Giusto un paio di premesse: né Fabio Caressa né Beppe Bergomi hanno bisogno di una qualsivoglia – per quanto convinta – “difesa d’ufficio”. Hanno le spalle larghe, ne hanno viste e raccontate tante, per cui quanto accaduto ieri al fischio finale di Inter-Barcellona, semifinale di Champions League, in onda anche in chiaro su Tv8, per loro non è stata affatto una sorpresa. Seconda necessaria premessa: il tifoso medio italiano (figura notoriamente pacificata ed equilibrata) quando è necessario si aggrappa alla “deontologia”, a un concetto di aureo equilibrio che neanche la BBC degli anni ’50, e a quella sobrietà che probabilmente, nella vita di tutti i giorni, permea ogni suo gesto.

Ieri, a quanto pare, questo tipo di tifoso – commentatore social, fervente anti-interista; ma anche anti-mainstream, perché no? – si è sentito oltraggiato dalla passione “di parte” di Caressa e Bergomi. E sì, meglio l’equilibrato commento – presumiamo – della tv catalana. Loro sì avranno offerto arguti spunti bipartisan, ignoranti dell’intermittente sdegno, in panchina, del loro condottiero, Hans-Dieter Flick, o della frustrata sofferenza dell’astrale Lamine Jamal. Minimamente non perturbati – presumiamo, di nuovo – dalle tante scelte difficili operate dalla terna arbitrale e dagli assistenti al VAR.

Un’indignazione quasi comica, quella dei social. Che dribbla un concetto fondamentale: se chi fa una telecronaca di alto livello è quasi sempre un giornalista (Caressa), una telecronaca non è, tuttavia, il classico “esercizio giornalistico”. Non è attività fondata sull’analisi, sul poter rivedere e raffinare un ragionamento strutturato e ignifugo. O meglio, l’analisi va fatta in diretta, a caldo. La telecronaca di un evento sportivo, in un Paese in cui quello sport è sport nazionale, interpreta, il più possibile correttamente, l’andamento di una partita innanzitutto vissuta. Non solo da chi la racconta, ma soprattutto dal pubblico sugli spalti e da quello a casa. Caressa e Bergomi ci hanno così riportati sia a quel Mondiale 2006 che unì l’Italia (perché all’epoca, fu celebrata la Nazionale che sconfisse i galletti francesi di “testone” Zidane), ma anche a un calcio pre-social in cui prima Nando Martellini e poi Bruno Pizzul hanno sempre apertamente sostenuto le imprese delle squadre italiane in coppa.
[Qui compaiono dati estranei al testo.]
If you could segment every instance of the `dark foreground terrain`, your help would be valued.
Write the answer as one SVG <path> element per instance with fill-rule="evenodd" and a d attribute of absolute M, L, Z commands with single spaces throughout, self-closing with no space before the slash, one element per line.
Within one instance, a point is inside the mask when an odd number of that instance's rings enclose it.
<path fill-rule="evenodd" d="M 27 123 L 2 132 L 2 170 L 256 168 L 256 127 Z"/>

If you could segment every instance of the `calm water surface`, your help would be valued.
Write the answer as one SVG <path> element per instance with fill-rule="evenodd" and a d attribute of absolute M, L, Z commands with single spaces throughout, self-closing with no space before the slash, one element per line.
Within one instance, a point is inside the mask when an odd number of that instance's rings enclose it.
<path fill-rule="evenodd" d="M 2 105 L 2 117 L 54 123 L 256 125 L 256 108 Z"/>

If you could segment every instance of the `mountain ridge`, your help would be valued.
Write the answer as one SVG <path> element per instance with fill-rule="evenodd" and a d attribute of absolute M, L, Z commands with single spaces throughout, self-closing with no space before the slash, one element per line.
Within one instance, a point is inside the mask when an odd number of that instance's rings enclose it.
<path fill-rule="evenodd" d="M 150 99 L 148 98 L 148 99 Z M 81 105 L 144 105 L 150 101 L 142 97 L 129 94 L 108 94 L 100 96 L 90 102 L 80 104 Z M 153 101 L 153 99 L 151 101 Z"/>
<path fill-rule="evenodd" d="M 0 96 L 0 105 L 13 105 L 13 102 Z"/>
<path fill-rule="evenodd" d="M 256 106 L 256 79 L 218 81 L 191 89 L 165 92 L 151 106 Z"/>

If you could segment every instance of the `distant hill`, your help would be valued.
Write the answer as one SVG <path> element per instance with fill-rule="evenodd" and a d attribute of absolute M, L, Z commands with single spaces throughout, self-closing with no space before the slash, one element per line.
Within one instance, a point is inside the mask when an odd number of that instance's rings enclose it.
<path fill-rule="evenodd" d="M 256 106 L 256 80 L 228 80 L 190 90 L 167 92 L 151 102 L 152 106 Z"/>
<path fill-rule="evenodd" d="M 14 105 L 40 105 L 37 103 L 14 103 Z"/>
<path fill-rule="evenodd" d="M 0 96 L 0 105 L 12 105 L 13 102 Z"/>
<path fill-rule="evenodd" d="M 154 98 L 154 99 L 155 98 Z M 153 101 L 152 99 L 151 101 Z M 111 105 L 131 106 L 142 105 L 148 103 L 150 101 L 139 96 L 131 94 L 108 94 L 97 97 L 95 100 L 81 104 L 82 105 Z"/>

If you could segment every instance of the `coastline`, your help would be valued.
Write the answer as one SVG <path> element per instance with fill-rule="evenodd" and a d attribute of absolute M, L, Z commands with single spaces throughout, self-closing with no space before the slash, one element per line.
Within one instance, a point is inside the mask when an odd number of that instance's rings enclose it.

Telecronache diverse da quelle odierne, in cui spesso mancavano le seconde voci e altrettanto frequentemente sbucavano, quasi dal nulla, alcuni secondi di pietrificato e teso silenzio (oggi sarebbe un crimine lasciare così tanto “vuoto”).
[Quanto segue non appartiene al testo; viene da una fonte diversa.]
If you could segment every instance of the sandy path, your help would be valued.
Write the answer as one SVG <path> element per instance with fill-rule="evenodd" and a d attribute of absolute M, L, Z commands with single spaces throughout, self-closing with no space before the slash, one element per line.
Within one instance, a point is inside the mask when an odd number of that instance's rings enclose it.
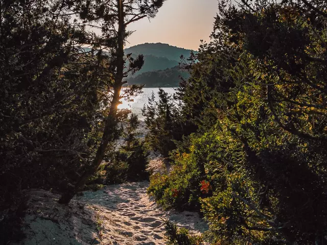
<path fill-rule="evenodd" d="M 58 204 L 57 195 L 32 190 L 24 228 L 26 238 L 18 244 L 164 244 L 162 218 L 195 233 L 207 229 L 197 213 L 159 208 L 146 194 L 148 186 L 144 181 L 85 191 L 68 206 Z"/>
<path fill-rule="evenodd" d="M 159 208 L 146 194 L 148 186 L 145 181 L 111 185 L 102 191 L 84 192 L 81 201 L 106 208 L 99 210 L 99 213 L 102 215 L 109 212 L 111 228 L 104 225 L 103 237 L 110 235 L 113 229 L 116 233 L 112 236 L 113 244 L 165 244 L 162 218 L 169 218 L 197 232 L 206 229 L 196 213 L 168 212 Z"/>

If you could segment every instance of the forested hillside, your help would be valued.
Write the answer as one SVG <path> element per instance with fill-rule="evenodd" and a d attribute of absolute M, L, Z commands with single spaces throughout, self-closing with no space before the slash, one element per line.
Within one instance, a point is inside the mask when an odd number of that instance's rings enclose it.
<path fill-rule="evenodd" d="M 179 62 L 180 56 L 189 57 L 191 52 L 197 52 L 191 50 L 171 46 L 166 43 L 144 43 L 126 48 L 126 54 L 131 53 L 135 55 L 153 55 L 157 57 L 164 57 L 171 60 Z"/>
<path fill-rule="evenodd" d="M 201 212 L 210 244 L 327 244 L 326 3 L 230 3 L 181 103 L 161 90 L 144 110 L 148 142 L 172 164 L 148 193 Z M 183 234 L 170 244 L 198 244 Z"/>
<path fill-rule="evenodd" d="M 124 51 L 165 1 L 0 2 L 1 244 L 327 244 L 327 2 L 220 1 L 198 52 Z"/>
<path fill-rule="evenodd" d="M 188 79 L 189 77 L 188 70 L 176 66 L 164 70 L 143 72 L 136 77 L 128 78 L 127 80 L 130 84 L 144 84 L 145 87 L 178 87 L 181 79 Z"/>

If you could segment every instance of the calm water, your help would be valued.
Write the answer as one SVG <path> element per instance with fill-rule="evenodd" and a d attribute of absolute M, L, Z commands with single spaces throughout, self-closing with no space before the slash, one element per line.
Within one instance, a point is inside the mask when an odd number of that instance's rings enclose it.
<path fill-rule="evenodd" d="M 170 94 L 175 92 L 174 88 L 162 88 L 162 89 L 165 92 Z M 145 88 L 142 90 L 143 93 L 133 98 L 134 99 L 133 102 L 128 102 L 123 100 L 122 101 L 123 104 L 118 107 L 119 109 L 130 109 L 132 112 L 137 114 L 139 119 L 142 120 L 144 119 L 144 117 L 142 116 L 141 110 L 143 108 L 144 104 L 148 103 L 148 98 L 151 97 L 152 91 L 153 91 L 155 95 L 156 101 L 158 101 L 159 100 L 158 97 L 159 88 Z"/>

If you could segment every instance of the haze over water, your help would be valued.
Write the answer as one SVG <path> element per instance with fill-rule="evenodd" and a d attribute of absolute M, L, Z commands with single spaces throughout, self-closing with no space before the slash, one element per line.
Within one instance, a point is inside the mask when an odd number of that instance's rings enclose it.
<path fill-rule="evenodd" d="M 175 92 L 174 88 L 162 88 L 164 90 L 169 94 L 172 94 Z M 144 104 L 147 104 L 148 98 L 152 95 L 152 92 L 154 93 L 155 101 L 158 101 L 158 92 L 159 88 L 144 88 L 142 89 L 143 93 L 133 98 L 134 101 L 128 102 L 123 100 L 123 104 L 118 106 L 119 109 L 130 109 L 132 112 L 136 114 L 138 116 L 138 118 L 141 120 L 144 120 L 145 118 L 142 115 L 142 108 Z"/>

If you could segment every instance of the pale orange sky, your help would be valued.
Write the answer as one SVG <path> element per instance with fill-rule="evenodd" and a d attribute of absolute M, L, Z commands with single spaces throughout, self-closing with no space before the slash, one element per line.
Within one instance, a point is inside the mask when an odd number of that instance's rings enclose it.
<path fill-rule="evenodd" d="M 218 0 L 167 0 L 149 22 L 144 18 L 131 24 L 135 30 L 126 47 L 145 42 L 161 42 L 197 50 L 200 40 L 209 40 Z"/>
Telecronache pre-social che si reggevano su fondamenta mica male: i media – mediamente; scusate il gioco di parole – erano più autorevoli e il pubblico, con essi, aveva un rapporto infinitamente meno dinamico e “alla pari”. Secondo: chi tifava “contro” già c’era, alla grande, ma viveva questa libertà come qualcosa da tenersi per sé o, al massimo, condividere al bar la mattina seguente. Anche chi tifava contro sapeva, in cuor proprio, che fosse giusto che un Martellini o un Pizzul sostenessero, anche platealmente, la causa della squadra italiana sopravvissuta in coppa. Oggi no. Oggi la frustrazione fa novanta. L’Inter firma un passaggio del turno incredibile, da coronariche compromesse a vita, e allora a cosa ci si può attaccare, prima ancora che Marciniak fischi la fine, per smitizzare (o meglio, macchiare) l’impresa? Al sostegno quasi lirico, consapevolmente ingenuo (passatemi l’ossimoro), di due voci che hanno interpretato – folli loro! – la partita di una squadra di club come fosse stata la partita di una nazione intera. Come peraltro fanno all’estero, più a sud che a nord, concediamolo, ma questo deriva solo dal fatto che in Argentina o in Spagna il calcio è vissuto in modo diverso rispetto a come lo si vive in Svezia o in Olanda. Nessun reato, dai, non scherziamo. Basterebbe, ogni tanto, farsi piccoli rispetto all’evento che va in scena, non pensare che il proprio commento, da pancia piena di fagioli e birra, possa davvero ambire a produrre non un legittimo rutto, ma una ponderata e sofferta verità.